然而,節育這個在私底下 如此廣為接受的想法, 在公眾顯然遭受很大反對。 有些人認為我們談的避孕, 是墮胎的代碼, 事實並非如此。 有些人 ──我們就打開天窗說亮話吧── 覺得這個話題令他們不自在, 因為這在談性行為。 有些人擔心 家庭計畫的真正目的 是控制人口。 但這些都是枝節的問題, 攀附在這個核心信念上, 即男人女人都應該 能決定什麼時候要有小孩。 結果是,節育幾乎已完全 自全球衛生綱領上消失。
The victims of this paralysis are the people of sub-Saharan Africa and South Asia. Here in Germany, the proportion of people that use contraception is about 66 percent. That's about what you'd expect. In El Salvador, very similar, 66 percent. Thailand, 64 percent. But let's compare that to other places, like Uttar Pradesh, one of the largest states in India. In fact, if Uttar Pradesh was its own country, it would be the fifth largest country in the world. Their contraception rate -- 29 percent. Nigeria, the most populous country in Africa, 10 percent. Chad, 2 percent. Let's just take one country in Africa, Senegal. Their rate is about 12 percent.
這個癱瘓政策的受害者, 是撒哈拉沙漠以南的非洲人 及南亞人。 在德國這裡, 大眾使用避孕法的比例 約為 66%。 這數字跟預期差不多。 在薩爾瓦多也很類似,66%。 泰國,64%, 但將此數字與其他地方相較, 如印度的大省「北方邦」。 事實上,如果北方邦獨立, 會是世界上第五大國家。 他們的避孕率,29%。 奈及利亞,非洲人口 最密集的國家,10%。 查德,2%。 就拿非洲的塞內加爾為例。 他們的避孕率約為 12%。
But why is it so low?
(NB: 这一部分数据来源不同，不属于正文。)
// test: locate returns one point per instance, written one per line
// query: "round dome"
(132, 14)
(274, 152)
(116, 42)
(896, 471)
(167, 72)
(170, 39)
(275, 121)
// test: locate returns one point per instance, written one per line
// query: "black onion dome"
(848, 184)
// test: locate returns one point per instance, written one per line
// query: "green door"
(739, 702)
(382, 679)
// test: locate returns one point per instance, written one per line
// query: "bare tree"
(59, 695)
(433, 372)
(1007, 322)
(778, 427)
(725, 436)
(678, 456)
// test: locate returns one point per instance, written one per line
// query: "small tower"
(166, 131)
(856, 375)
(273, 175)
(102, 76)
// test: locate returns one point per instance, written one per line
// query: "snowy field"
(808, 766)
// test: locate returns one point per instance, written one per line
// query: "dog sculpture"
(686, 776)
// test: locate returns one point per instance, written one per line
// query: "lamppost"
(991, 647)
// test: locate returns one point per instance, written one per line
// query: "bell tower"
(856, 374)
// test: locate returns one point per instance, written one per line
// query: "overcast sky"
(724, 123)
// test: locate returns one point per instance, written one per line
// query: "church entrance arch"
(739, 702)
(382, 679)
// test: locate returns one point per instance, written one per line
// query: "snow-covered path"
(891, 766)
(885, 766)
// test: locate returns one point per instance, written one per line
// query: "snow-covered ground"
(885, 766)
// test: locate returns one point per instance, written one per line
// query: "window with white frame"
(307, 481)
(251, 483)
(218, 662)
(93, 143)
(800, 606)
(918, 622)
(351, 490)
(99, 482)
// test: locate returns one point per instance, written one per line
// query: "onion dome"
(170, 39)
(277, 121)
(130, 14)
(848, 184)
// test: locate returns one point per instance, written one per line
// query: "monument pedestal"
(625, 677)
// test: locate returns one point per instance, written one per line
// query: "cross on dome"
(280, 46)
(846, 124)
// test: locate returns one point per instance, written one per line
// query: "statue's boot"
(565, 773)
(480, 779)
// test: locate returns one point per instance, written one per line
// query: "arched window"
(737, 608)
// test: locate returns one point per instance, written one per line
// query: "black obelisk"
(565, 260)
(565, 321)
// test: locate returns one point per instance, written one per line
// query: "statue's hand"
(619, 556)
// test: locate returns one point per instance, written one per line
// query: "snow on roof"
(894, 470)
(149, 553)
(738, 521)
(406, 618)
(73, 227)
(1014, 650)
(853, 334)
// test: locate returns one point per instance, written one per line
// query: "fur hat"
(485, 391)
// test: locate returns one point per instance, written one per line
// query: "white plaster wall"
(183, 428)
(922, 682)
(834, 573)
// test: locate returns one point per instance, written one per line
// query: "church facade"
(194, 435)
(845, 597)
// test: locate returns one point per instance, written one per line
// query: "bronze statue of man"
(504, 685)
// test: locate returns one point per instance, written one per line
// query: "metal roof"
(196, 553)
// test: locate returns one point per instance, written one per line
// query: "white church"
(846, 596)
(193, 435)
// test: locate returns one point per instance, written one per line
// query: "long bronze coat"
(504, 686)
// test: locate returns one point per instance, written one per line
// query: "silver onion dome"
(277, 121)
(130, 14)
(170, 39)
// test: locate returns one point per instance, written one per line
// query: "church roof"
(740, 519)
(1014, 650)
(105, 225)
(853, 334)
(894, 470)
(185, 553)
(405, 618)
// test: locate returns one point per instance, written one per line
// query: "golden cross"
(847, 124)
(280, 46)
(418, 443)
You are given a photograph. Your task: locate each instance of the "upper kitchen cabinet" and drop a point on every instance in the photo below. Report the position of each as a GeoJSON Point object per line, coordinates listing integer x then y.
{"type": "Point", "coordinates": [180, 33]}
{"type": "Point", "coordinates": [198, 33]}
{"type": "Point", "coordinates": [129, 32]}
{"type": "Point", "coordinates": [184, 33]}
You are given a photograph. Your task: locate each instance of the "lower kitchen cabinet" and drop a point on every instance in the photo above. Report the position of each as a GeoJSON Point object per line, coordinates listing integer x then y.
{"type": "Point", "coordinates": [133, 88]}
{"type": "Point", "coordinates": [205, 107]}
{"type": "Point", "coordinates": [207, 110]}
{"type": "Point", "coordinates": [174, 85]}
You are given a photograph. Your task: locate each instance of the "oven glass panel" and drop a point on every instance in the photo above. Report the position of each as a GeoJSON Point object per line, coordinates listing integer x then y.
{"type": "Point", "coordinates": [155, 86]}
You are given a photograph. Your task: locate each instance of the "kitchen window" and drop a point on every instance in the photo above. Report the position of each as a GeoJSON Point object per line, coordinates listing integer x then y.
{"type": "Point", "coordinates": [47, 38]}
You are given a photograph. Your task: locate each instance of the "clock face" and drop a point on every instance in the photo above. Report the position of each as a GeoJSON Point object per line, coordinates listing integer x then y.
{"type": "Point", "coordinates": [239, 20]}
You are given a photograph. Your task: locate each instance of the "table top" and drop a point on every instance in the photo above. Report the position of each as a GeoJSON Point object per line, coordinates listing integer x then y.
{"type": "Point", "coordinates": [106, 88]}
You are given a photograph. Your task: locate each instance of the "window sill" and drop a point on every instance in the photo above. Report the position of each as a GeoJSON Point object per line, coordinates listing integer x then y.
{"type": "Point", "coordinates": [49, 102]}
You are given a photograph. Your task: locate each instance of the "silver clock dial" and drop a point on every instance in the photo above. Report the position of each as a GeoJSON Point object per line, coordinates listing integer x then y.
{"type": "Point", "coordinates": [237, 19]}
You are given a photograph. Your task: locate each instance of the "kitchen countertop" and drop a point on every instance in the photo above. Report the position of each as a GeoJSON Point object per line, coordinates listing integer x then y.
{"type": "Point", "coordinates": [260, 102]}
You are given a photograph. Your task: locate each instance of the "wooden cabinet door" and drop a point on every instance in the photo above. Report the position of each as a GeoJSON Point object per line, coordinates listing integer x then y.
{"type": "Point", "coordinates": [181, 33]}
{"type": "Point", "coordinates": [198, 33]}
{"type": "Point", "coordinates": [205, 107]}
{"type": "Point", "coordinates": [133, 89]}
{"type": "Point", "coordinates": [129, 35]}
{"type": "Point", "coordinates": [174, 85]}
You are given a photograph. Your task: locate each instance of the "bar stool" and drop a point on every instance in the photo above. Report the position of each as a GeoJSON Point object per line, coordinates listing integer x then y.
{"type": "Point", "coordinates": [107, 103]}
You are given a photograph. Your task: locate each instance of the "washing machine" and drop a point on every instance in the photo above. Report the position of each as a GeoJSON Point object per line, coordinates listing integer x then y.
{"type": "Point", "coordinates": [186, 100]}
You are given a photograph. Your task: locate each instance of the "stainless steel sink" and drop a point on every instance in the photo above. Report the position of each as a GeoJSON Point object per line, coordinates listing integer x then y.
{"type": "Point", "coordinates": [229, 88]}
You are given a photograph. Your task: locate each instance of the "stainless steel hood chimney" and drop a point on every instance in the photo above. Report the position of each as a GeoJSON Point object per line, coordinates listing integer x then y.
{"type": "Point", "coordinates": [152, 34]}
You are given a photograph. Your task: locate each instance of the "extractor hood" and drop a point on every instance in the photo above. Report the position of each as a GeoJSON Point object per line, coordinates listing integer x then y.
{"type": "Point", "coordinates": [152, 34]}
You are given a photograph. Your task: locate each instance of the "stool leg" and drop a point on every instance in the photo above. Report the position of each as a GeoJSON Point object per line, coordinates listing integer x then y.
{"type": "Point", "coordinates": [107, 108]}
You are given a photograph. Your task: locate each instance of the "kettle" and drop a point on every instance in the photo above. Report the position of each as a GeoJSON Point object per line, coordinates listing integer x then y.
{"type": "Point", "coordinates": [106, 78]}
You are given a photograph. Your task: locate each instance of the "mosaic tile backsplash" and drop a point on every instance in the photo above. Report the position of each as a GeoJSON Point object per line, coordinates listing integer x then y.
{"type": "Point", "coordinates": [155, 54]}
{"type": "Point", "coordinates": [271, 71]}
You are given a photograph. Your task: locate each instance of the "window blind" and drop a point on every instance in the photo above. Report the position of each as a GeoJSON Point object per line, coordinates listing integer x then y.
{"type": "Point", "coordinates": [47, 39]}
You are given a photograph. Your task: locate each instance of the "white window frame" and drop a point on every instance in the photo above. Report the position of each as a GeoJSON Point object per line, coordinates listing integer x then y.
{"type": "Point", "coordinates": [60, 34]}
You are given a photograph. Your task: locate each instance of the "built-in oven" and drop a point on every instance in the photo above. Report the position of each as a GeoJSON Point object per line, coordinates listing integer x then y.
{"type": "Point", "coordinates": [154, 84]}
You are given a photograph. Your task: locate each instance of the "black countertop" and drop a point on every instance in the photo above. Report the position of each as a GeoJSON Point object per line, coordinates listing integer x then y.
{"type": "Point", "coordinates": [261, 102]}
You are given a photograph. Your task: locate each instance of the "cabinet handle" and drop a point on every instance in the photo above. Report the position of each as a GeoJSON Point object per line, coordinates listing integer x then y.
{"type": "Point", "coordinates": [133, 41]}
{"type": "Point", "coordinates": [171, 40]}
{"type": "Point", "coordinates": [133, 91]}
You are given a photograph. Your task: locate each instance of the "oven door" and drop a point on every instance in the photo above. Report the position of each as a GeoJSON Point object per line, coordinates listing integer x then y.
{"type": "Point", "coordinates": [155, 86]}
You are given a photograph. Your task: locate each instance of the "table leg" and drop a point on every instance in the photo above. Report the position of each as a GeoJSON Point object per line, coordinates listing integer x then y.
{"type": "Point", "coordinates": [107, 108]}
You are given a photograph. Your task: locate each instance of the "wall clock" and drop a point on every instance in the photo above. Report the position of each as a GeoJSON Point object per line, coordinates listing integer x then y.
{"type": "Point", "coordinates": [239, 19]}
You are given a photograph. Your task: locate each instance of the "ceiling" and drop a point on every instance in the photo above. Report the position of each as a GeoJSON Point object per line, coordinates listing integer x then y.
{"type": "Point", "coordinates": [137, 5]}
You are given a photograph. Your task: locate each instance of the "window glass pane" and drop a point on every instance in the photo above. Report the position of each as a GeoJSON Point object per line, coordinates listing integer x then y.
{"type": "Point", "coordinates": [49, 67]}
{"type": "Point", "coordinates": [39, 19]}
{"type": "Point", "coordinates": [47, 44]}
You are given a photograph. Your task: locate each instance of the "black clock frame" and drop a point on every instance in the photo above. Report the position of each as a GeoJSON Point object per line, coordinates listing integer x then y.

One reason is that the most popular contraceptives are rarely available. Women in Africa will tell you over and over again that what they prefer today is an injectable. They get it in their arm -- and they go about four times a year, they have to get it every three months -- to get their injection. The reason women like it so much in Africa is they can hide it from their husbands, who sometimes want a lot of children. The problem is every other time a woman goes into a clinic in Senegal, that injection is stocked out. It's stocked out 150 days out of the year. So can you imagine the situation -- she walks all this way to go get her injection. She leaves her field, sometimes leaves her children, and it's not there. And she doesn't know when it's going to be available again. This is the same story across the continent of Africa today.
但為什麼會這麼低? 原因之一是拿不到 最普遍使用的避孕用品。 非洲女人會一再地告訴你, 她們現在比較喜歡用注射法。 她們在手臂上打一針, 一年打四次, 她們必須每三個月打一次。 非洲婦女這麼喜歡這種方法的原因 是她們可以向丈夫隱瞞, 丈夫有時候想要很多小孩。 問題是塞內加爾的女人去診所時, 常常發現注射劑缺貨。 每年有 150 天缺貨。 你可以想像這種情況嗎? 她走了好長一段路去打避孕針。 她得丟下她的田, 有時候還得丟下孩子, 卻發現沒有藥。 她也不知道 什麼時候才會再進貨。 這樣的故事 每天都在非洲大陸上演。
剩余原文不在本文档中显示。